Introduction
 

Within the past two decades, the requirements of leadership have changed dramatically. The School of Management and Strategic Studies enables its members to gain the necessary knowledge and skills to meet these requirements by providing:

IMMEDIATE ACCESS to a range of experience and expertise not available within the human resources of one's own organization. The demands upon the modern executive require not just information, but continuing access to the opinions, experience, advice and interpretations of a wide variety of experts. The faculty and Fellows of the School of Management and Strategic Studies provide just this kind of expertise in a form that makes it both immediately available and highly useful. They represent a resource so rich in experience and intellectual power that if it were thought of as a stable of consultants it would be unaffordable even by the largest of organizations.

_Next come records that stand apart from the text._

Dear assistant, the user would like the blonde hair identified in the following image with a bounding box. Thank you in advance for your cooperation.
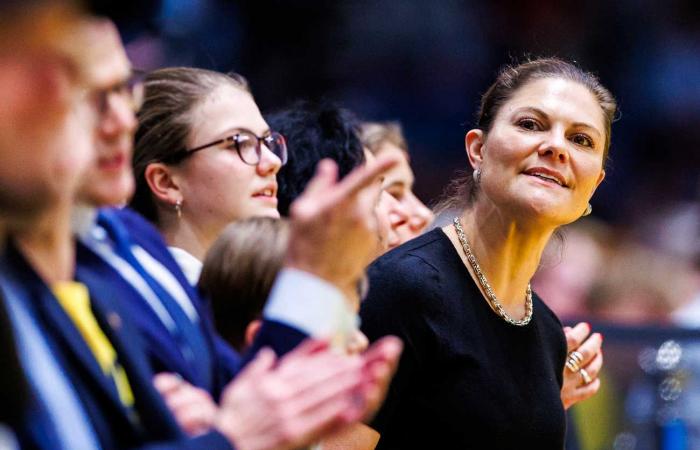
[359,121,408,155]
[198,217,289,351]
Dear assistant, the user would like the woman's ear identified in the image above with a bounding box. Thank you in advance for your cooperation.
[465,129,485,171]
[144,162,182,206]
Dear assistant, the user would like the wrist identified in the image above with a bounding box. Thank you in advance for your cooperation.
[213,412,245,450]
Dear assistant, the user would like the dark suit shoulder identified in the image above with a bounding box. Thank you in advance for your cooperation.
[107,207,167,244]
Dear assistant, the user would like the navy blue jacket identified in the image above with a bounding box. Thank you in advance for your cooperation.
[80,208,307,399]
[0,242,233,450]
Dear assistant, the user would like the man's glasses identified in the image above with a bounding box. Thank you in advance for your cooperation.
[90,69,146,116]
[162,130,288,166]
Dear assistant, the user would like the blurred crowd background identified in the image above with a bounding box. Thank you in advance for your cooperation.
[104,1,699,448]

COMMAND of the new communications technologies that will determine the future of executive action and organization design. Fellows of the SMSS gain hands-on experience with the new computer-based communications technologies that are reshaping today's organizations from top to bottom, learning about these advances not just from the content of the program, but from its form as well.

KNOWLEDGE of the interdependent psychological, social, political, technological, economic and ecological factors shaping the environment in which executive decisions are embedded. The SMSS program recognizes that the knowledge needed by the modern executive includes a broad understanding of national and international issues, of the problems and possibilities of new technologies, of environmental concerns and social movements, a sensitivity to changing values, and a perception of how all these elements are interrelated.

NEW APPROACHES to managing the complexities, paradoxes and dilemmas that increasingly characterize the tasks facing today's leaders. The SMSS program also recognizes that thinking strategically requires more than analytic skills --it requires the ability to think interpretively, i.e., taking the long view, seeing situations in context, understanding decisions in the sweep of history that preceded and will follow them, and grasping the deeper philosophical and value issues that underlie executive action.